Thoughts on Life, Art, Photography, Technology, Teaching and Travel…..
Its a very quiet and lazy Sunday afternoon here at the Keo ranch located on the coast of North Carolina. I’ve been getting back into painting since retiring 3 months ago, and even though I’ve been traveling a lot I still made 3 new mixed media paintings since leaving my teaching job. I’m working on a series of mixed media paintings I started a few years back where I synthesize (fuse) religious iconography, photographs, journal excerpts and acrylic paint together on canvas.
I don’t know where this series is taking me – it seems to have developed a life of its own. I’ve learned early on that the act of making art (whatever that art may be) is a journey into the unknown (subconscious) and you have to trust your intuition and let it guide you through the process both technically and conceptually.

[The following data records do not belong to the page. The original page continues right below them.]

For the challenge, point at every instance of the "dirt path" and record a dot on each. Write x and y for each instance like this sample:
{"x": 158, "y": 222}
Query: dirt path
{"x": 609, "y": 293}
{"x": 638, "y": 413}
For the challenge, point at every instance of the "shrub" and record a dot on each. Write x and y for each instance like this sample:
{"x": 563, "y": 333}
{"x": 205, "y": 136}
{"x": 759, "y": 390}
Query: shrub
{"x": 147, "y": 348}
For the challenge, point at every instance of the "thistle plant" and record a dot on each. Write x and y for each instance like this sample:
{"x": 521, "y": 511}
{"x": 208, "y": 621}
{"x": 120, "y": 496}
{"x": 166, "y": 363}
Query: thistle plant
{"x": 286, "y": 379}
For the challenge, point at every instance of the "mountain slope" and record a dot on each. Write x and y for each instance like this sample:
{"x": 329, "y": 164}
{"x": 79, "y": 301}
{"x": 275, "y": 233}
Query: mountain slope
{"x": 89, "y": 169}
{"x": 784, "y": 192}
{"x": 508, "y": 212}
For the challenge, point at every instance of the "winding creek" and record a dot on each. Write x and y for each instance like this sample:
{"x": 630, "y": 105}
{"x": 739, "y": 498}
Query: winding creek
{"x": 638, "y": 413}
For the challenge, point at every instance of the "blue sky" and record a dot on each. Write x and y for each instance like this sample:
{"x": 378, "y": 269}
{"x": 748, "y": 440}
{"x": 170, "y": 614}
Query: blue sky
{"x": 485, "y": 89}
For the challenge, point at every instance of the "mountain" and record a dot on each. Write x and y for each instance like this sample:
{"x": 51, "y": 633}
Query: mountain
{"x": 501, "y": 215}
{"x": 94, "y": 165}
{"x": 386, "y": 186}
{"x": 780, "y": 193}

For me, making photographs, writing and/or painting is a very personal and cathartic (therapeutic) experience and I’m well aware that most of the art I create is autobiographical and taps into my dreams, fears, hopes, concerns, and deeply held beliefs. My creative journey’s taught me that the act (process) of making art has many levels to it.

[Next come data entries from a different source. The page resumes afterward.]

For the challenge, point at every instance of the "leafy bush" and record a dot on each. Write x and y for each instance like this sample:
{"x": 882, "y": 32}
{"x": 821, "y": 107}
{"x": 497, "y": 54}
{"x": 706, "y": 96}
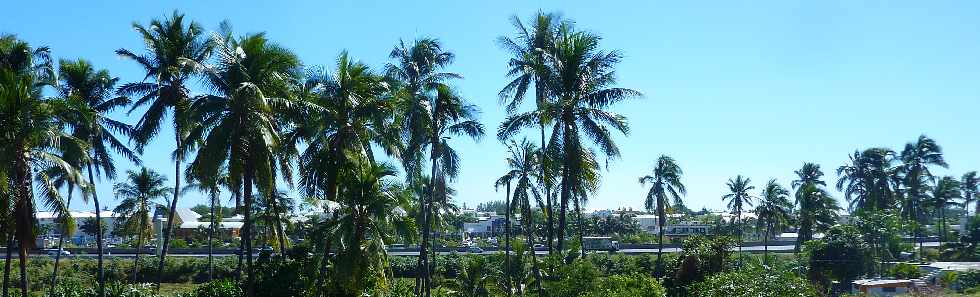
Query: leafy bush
{"x": 904, "y": 271}
{"x": 219, "y": 288}
{"x": 633, "y": 285}
{"x": 753, "y": 283}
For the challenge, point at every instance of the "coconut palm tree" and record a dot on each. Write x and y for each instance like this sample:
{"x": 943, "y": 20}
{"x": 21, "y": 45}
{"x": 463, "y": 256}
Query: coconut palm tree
{"x": 866, "y": 180}
{"x": 240, "y": 125}
{"x": 970, "y": 184}
{"x": 665, "y": 183}
{"x": 429, "y": 112}
{"x": 210, "y": 185}
{"x": 527, "y": 67}
{"x": 140, "y": 194}
{"x": 738, "y": 198}
{"x": 170, "y": 43}
{"x": 817, "y": 208}
{"x": 773, "y": 211}
{"x": 95, "y": 90}
{"x": 916, "y": 159}
{"x": 524, "y": 175}
{"x": 581, "y": 79}
{"x": 945, "y": 192}
{"x": 34, "y": 133}
{"x": 371, "y": 207}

There is of course the technical level which can be mastered through training and practice – and then you have many conceptual, emotional and intellectual layers over and above the technical with any artistic medium. These layers can be very elusive and sometimes deceiving and take you places you’d never thought you would explore with your art.
You have to trust in the process and not be afraid to let your art explore ideas, concepts, emotions and feelings you may not have initially thought you would address when initially picking up your brushes. I think it is just a matter of truly “letting go” and let the art take you where it needs to go. I usually begin a mixed media painting with a tiny sliver of an idea (concept) of what I want to do and what I want to say. Then a month later it’s evolved into something very different visually and communicating things I never thought of when I began making the picture.
So that’s where I am with my painting. Just getting back into it…enjoying getting paint on my hands and trying to trust in the process and not edit or censor myself. That can be a scarey thing about art. I am first and foremost a photographer, however painting fills a different void for me – it is much more of a challenge and forces me to face my demons – it forces me to look into the mirror – it forces me to be honest with myself. The beauty of art in my opinion is that it always seems to raise more questions than give me answers.